Wichtige Informationen fehlten beim Rückruf


Insgesamt sieben Tage Verzug – das Ministerium erkennt darin kein Problem. „Die Verbraucher wurden bereits zuvor vom Lebensmittelunternehmer über Aushänge in den belieferten Verkaufsstellen effektiv informiert“, teilt es mit. Dass viele Betroffene darüber nicht erreicht werden konnten, darauf geht es nicht ein. Auch Verbraucherschützer legen andere Maßstäbe an Warnungen an: „Gerade bei Listerien, wenn es richtig gefährlich werden kann, muss unverzüglich gehandelt werden. Es wäre wichtig, für solche Warnungen möglichst viele Kanäle zu nutzen und zum Beispiel zu erreichen, dass Radiodurchsagen erfolgen“, sagt Selvihan Benda, Lebensmittelexpertin der Verbraucherzentrale Schleswig-Holstein.

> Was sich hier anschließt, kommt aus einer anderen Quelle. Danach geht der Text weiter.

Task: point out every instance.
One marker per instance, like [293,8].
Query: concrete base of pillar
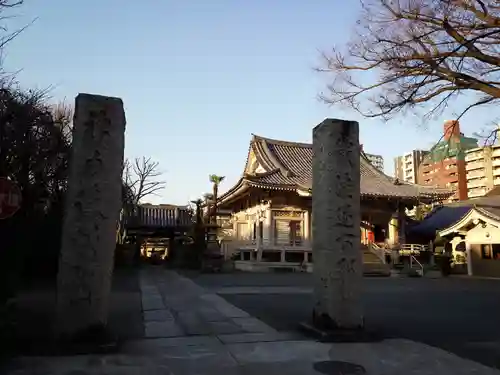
[324,329]
[338,335]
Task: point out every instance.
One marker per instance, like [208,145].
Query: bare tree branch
[409,54]
[140,178]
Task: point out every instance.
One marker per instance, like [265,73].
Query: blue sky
[198,77]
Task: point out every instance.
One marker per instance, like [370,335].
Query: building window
[490,251]
[288,232]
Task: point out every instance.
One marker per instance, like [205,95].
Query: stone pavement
[192,331]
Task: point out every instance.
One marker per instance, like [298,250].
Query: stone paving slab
[157,316]
[259,337]
[168,328]
[263,350]
[253,325]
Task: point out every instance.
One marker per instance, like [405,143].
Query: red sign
[10,198]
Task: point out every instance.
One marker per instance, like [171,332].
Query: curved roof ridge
[280,142]
[264,142]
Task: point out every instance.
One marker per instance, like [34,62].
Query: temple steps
[373,265]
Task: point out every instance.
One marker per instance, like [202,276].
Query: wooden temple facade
[271,203]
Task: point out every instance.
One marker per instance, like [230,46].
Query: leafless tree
[141,178]
[414,54]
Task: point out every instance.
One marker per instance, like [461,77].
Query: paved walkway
[192,331]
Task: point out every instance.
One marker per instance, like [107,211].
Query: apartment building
[376,160]
[406,166]
[444,166]
[483,170]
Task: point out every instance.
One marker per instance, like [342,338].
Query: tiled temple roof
[288,166]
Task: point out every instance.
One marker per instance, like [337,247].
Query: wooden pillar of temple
[397,228]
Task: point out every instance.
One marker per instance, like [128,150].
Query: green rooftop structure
[451,148]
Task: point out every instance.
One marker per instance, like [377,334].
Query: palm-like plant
[216,181]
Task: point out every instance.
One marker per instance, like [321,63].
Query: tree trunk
[336,219]
[214,212]
[92,210]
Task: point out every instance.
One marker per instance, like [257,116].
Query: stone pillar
[401,225]
[336,221]
[92,209]
[307,226]
[268,228]
[394,230]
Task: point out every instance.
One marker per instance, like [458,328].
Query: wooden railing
[156,217]
[413,249]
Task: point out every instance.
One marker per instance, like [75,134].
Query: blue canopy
[441,218]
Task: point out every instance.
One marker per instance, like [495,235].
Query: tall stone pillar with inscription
[92,210]
[336,221]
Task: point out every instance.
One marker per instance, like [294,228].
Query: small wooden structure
[476,239]
[271,205]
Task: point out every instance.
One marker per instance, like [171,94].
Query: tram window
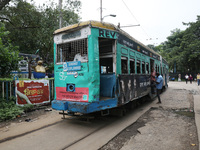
[132,66]
[143,67]
[72,51]
[106,65]
[138,67]
[124,65]
[147,68]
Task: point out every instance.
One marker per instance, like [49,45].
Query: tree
[8,54]
[31,28]
[183,48]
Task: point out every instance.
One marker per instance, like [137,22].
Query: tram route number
[106,33]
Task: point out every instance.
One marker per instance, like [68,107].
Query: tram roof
[103,25]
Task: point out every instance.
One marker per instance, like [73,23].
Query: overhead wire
[136,19]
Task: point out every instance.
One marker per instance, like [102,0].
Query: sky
[157,18]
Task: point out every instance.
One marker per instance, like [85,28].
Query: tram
[98,66]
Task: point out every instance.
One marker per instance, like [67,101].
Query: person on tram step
[159,84]
[153,74]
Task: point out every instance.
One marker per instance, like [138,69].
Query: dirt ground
[170,125]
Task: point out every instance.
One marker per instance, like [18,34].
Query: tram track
[73,133]
[26,133]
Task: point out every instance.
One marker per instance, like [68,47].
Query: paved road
[74,134]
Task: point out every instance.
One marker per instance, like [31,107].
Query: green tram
[98,66]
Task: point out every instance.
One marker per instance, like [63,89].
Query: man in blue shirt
[159,85]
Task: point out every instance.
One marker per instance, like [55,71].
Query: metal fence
[7,89]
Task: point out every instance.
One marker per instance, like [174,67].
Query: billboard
[32,92]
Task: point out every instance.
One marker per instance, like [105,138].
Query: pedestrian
[159,85]
[186,78]
[190,78]
[198,79]
[153,80]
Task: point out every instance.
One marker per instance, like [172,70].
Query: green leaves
[183,48]
[31,27]
[8,54]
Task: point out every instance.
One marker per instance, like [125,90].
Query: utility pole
[60,17]
[101,19]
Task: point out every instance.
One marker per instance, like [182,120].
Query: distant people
[179,77]
[153,80]
[190,78]
[186,78]
[159,84]
[198,79]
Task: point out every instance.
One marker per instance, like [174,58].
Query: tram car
[98,66]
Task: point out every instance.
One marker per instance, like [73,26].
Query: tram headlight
[71,87]
[76,75]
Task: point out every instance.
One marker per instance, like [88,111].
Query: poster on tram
[32,92]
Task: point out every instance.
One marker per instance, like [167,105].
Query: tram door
[152,64]
[107,59]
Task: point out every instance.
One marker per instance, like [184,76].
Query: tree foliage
[8,54]
[31,27]
[182,48]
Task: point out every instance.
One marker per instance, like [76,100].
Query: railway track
[74,133]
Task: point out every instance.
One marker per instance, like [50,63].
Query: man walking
[159,84]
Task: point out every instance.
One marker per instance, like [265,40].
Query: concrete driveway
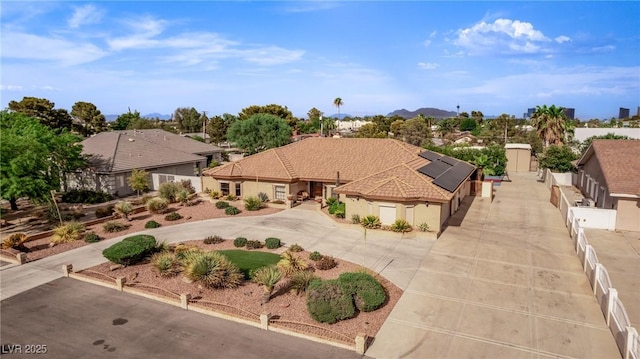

Benda kritisiert auch die unzureichende Ausgestaltung der Informationen. „In dem Rückruf steht leider nicht, wie sich Listerien auswirken können und wie sich Betroffene verhalten sollen. Eine solche Einschätzung sollten die Behörden auf lebensmittelwarnung.de liefern, sonst sind die Menschen verunsichert.“ Tatsächlich liegen den Lebensmittelbehörden sogar vorformulierte Absätze des Robert-Koch-Instituts vor, die genau dies leisten sollen: eine konkrete Information darüber, welche Risiken bestehen und wie sich die Menschen verhalten sollen. In einem Merkblatt für Unternehmen und Behörden zählt das bayerische Verbraucherschutzministerium dies zu den „erforderlichen Bestandteilen“ einer Rückrufinformation – doch weder wiesen die schleswig-holsteinischen Kreisämter die beteiligten Unternehmen an, diese Angaben zu machen noch ergänzte das Landesverbraucherschutzministerium sie in seiner Meldung. Niedersachsen machte am Dienstag vor, wie es besser geht: Auch dort kam es zu einem listerien-bedingten Rückruf, betroffen war Bio-Teewurst des Herstellers Ökoland. In ihrer Meldung beschrieben die niedersächsischen Behörden genau die möglichen Symptome im Erkrankungsfall und rieten Schwangeren, auch ohne Symptome zum Arztbesuch, wenn sie das Produkt verzehrt hatten.


Der Recherche erschien zuerst in den Lübecker Nachrichten sowie bei LN-Online.